Ricardo Costa (born 25 January 1940 in Peniche) is a Portuguese film director and producer.
Most of his filmography consists of documentary films, many of them being contaminated by fiction (docufiction and ethnofiction). He uses the techniques of direct cinema, non only as a tool for practising salvage ethnography but also as an instrument which helps him to compose a sober, "musical" and poetic narrative, suitable for common audiences.
His latest feature film, Mists, was selected for the 60th Venice Film Fetival (2003).
Contents |
Costa completed his studies in 1967 at the Faculty of Arts at the Lisbon University. After submitting a thesis on the novels of Kafka (Franz Kafka: writing in the mirror), he obtained a PHD in 1969. He was a high school teacher and owned a company (MONDAR editors), where he published a number of sociological texts and avant-garde papers, literature and cinema. After the Carnation Revolution in 1974, he became a filmmaker. He was a partner of Grupo Zero, with other filmmakers like João César Monteiro, Jorge Silva Melo and Alberto Seixas Santos. Later, he became an independent producer with the company Diafilme, where he produced several of his films and some of other directors. He is the author of essays on cinema, vision and language. He organizes film projections and cycles in Paris (Cinémathèque Française and Musée de l’Homme). Shot on the threshold of documentary and fiction, Brumas (Mists) is his latest feature film (Venice Film Festival - New Territories, 2003).
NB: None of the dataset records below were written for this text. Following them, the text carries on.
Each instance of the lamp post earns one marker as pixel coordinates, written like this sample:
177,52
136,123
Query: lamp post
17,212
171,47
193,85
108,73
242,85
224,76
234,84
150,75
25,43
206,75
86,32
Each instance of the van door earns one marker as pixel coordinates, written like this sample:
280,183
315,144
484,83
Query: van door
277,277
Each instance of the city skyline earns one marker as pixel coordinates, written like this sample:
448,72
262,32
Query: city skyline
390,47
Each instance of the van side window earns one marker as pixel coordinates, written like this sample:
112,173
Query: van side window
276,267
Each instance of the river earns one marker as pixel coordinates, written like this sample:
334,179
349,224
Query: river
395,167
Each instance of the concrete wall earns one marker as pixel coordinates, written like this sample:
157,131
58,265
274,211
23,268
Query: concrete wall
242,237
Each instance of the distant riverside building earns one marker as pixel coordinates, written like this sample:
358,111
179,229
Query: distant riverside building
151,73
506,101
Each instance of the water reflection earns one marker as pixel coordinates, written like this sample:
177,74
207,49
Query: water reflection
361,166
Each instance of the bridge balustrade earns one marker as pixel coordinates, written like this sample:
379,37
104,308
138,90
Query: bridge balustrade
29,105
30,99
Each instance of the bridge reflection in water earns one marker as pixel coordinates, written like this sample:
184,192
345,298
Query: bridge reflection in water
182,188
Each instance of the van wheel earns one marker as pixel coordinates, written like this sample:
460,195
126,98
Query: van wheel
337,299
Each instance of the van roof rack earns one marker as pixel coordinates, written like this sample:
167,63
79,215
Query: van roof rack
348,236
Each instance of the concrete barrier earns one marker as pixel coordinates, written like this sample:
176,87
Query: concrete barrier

In some way moved by the idea that explains one sentence of Marcel Mauss, a well-known French sociologist and anthropologist, (There is more poetry in a grain of reality than in the brain of a poet), certain Portuguese film-makers, specially after the Carnation Revolution, traveled around their country, from one end to another, camera in hand. With state funds or in co-production with the national broadcast TV station, the RTP, some made "engaged films" (cinéma engagé, i.e. political cinema), but never with lack of charm, others make films in which reality, as an expression of actual events, appears with that poetical charge, as Mauss refers. Films shot with low budgets, but in full liberty. Films portraying reality, a genre to which all those productions fit, would last for a few years and would generate important or even remarkable works, some of which were forgotten.
Costa, who identifies himself more with that simple idea than with the purpose of changing the world, cultivates a style in which reality turns into poetical expression, into human portrait, into an interrogation point about a time which escapes to time, without restriction to the place in which such reality, once captured, takes place. The mise en scène, the fictional attraction, will be for him a permanent temptation.